I am working on my HO railroad, with a timespan 1950-1955, western U.S.A. Now I am looking for Cat Bulldozers that are suitable for that period. Anyone has opinions about what models to look for, or has someone a link to where I can find information about machinery used in that period.

Olav in Norway

Rio Grande Models #3059 should work.

http://www.riograndemodels.com/HO.htm

Mark

OlavM, http://www.woodlandscenics.com/ has a D223 bulldozer which will work, and if you dont mind painting, $9.95 is better than $40!![:)]

GHQ has a number of dozers and other construction equipment kits. They are cast metal, not lead or zinc. They include a driver figure. $25 to $40 list price; stocked by Walthers. Very good kits, I have built their forklift.

http://www.ghqmodels.com/store/ho-scale-construction-equipment.html

Ar you looking for a Caterpillar brand specificially or just a mid '50s era cat? I grew up with all my family (most of them 2nd or 3rd gen. loggers) calling most tracked equipment (where applicable)“cats”.

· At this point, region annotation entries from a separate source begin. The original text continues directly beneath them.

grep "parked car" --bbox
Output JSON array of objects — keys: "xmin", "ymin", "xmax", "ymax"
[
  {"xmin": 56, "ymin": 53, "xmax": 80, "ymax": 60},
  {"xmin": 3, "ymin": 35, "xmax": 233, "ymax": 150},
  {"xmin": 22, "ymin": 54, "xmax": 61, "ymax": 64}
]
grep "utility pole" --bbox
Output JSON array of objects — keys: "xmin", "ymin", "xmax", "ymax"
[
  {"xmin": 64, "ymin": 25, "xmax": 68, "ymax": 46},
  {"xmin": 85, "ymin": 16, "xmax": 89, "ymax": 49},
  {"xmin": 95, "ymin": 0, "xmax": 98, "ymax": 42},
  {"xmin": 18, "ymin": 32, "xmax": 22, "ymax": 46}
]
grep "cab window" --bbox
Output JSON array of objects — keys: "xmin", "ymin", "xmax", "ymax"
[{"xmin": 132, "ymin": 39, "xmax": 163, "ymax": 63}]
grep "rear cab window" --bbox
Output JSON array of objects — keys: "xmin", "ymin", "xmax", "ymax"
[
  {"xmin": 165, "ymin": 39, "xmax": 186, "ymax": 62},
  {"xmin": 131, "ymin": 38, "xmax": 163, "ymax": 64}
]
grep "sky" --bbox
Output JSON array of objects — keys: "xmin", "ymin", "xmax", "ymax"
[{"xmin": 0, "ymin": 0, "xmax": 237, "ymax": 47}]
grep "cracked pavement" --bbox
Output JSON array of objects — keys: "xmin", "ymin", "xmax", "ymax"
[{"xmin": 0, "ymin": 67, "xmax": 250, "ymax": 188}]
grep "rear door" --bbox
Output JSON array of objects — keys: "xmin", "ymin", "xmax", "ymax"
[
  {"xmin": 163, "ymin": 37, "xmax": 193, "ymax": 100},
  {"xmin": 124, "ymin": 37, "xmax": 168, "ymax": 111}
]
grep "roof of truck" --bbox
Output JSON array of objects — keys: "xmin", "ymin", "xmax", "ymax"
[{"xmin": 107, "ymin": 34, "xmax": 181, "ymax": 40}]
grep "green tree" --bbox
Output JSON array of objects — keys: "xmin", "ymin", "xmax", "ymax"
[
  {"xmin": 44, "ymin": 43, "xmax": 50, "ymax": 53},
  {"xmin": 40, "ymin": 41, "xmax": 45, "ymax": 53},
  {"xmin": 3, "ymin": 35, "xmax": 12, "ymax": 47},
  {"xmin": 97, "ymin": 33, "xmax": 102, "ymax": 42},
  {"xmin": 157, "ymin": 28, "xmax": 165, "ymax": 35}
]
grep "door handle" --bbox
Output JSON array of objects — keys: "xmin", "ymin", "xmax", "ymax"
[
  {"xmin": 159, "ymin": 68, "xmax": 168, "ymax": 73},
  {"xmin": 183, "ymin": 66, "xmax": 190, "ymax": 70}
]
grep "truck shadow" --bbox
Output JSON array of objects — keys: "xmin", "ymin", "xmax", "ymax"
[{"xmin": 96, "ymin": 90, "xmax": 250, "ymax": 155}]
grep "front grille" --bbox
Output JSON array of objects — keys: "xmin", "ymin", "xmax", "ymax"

These are probably a little older than '50s but could be a starting point to kit bash. http://www.walthers.com/exec/productinfo/785-233 http://www.walthers.com/exec/productinfo/284-61006

Hello, and thanks for all replies, I really did not know that there was so many nice models of this type of gear from the ‘correct’ time period.

WP3020: Yes, I initially meant Caterpillar, but during today the respones have given me some valuable input.

The trouble for me was to find models that were correct in time, not models in general.

This is really a helpfull forum[:D]! (And due to the low USD exchange rate, I have renewed my MR & Trains subscriptions for another three years, so I’ll stay around!)

Best regards from Olav

I don’t remember Cat bulldozers in the '50s looking much different from the models of today. Except for the blade lift, which was a cable hoist on older machines but is hydraulic today. Over here childrens toy stores carry nice construction equipment toys, Hot Wheels and such. They are a little large for HO, being closer to S scale, but for construction equipment it doesn’t matter. The smallest Cat D2 bulldozer looked about the same as the humungous D9 which was so big it could doze a two lane road in one pass.

A tip to remember is that some of the construction machines that have been featured here dating back to the 1940s and 50s would still be appropriate for modelers with layout eras running through the early 80s. Construction equipment, such as bulldozers, power shovels, payloaders, pavers, and cranes were designed and built for 20 year life spans. Many exceeded that.

You can visit a local city/town library and look at photo archives of municipal construction projects over the years in many North American cities. Often times you can spot vintage units dating back to the WWII era still working in the 70s and 80s. Here in Tampa up until the late 80s, the Sol Walker scrap yard had a crane dating back to the 40s. Now that’s tough!